這些人都是他們仔細的搜身過才會關起來的,怎麼可能身上有火呢?
白如意自然是不能承認和她自己有關係了,於是她道:“我也不知道,不過我覺得他是真的瘋了,他可能是想要自宮!”
“他先是說有什麼小人跳舞,然後又說什麼看金魚!”
她完全像是一個不正常的人一樣,東說一句,西說一句,又指著外麵不遠處的監控道:“那不是有監控嗎?都會看到的,去看吧!”
其實那個監控是她剛才說著話剛看到的,現在提起這監控,也不過是為了檢測一下那監控是不是真的好使。
如果好使的話..
她想她已經可以預想到之後她的處境了。
不過好在,那監控應該是壞的。
因為聽她提起了那監控,薑醫生隻是嘴角抽動了一下。
然後就囑咐她好好的治療之後走了。
下午的時候基本也沒有什麼奇怪的事情發生,除了偶爾其他的病房裏麵會有醫生進去,然後聽裏麵傳來一聲聲的慘叫聲而已。

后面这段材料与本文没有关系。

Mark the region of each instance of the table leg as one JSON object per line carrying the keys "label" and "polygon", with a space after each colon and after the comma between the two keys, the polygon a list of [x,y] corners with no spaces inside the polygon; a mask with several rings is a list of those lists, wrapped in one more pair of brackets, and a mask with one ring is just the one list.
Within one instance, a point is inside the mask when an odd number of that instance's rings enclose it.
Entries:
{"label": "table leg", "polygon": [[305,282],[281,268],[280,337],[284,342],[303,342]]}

可惜她也不能出去,不能去看看那些地方到底發生了什麼。
晚上吃了護士從小窗上遞進來的食物就睡了,一晚上到也是風平浪靜。
第二天一早,白如意是聽到那鈴聲起床的。
按照那作息表的安排,現在已經七點了,要洗漱去食堂了。
從床上起身,她試探的拉了一下房門,房門果然沒有再關著。
而聽到了她開門的聲音,有其他的人也陸續的從房間裏走了出來。
白如意也沒理他們,她現在的最主要目標就是去找食堂。
在一個樓梯的拐角的位置,她終於發現了一個醫院的平麵圖。
然後也知道了食堂是在地下一樓的。
她也看到了從其他的地方跑過來的人,隻是她都沒理會,徑直順著樓梯跑下去了。
在她進到食堂的時候,意外的看到在食堂裏已經有一個女生在了。
偌大的食堂裏就她一個人坐在位置上,著實不想讓人注意到都不行。
隻是她的一張臉幾乎都埋在碗裏,到也看不清她的樣子。
“來,來這裏!”
打飯的工作人員老遠從窗口看到了她,吆喝著喊她:“不要堵在入口的位置!”
白如意從那個女人的身上收回視線,跑去了打飯的窗口。
而就在她拿餐盤的時候,後麵入口的位置忽然嘩啦啦的湧進了一群病人。
他們爭搶著,一會兒就把盤子給搶空了。
白如意抱著搶到的那個餐盤,看著那些拿到了餐盤的人像是餓狼撲食一樣的爭搶著打飯,不知道到底是怎麼一回事。
等她好不容易也打上飯出來,發現桌子竟然都被占了!
“..”
她好像明白了點什麼。
她的視線在周圍掃了掃,發現就最開始看到的那個女人的對麵還有一個明顯的空位。
那個女人坐的是個二人座位,此時也能看到她的樣貌了,拉著一張臉像是誰欠了她八百萬的樣子,看樣子十分的不好惹。
這或許也是她對麵的座位沒人敢坐的原因。
白如意端著盤子往那邊走了去。
隻是她還沒走過去,就看到有一個男人快步走了幾步超過了她,似乎也看中了那個位置。
白如意眼睛一瞪,這能行?
她一手端著盤子,一手揪著那人的領子攔住了他。
在那人回頭瞪她的時候,她快步的越過他,一屁股坐在了那個位置上。
那男人站在原地難以置信的盯了她兩秒,嘴唇蠕動似乎要說點什麼,不過視線瞄了瞄對麵的那個女人,他最後又自認晦氣的去找別的位置去了。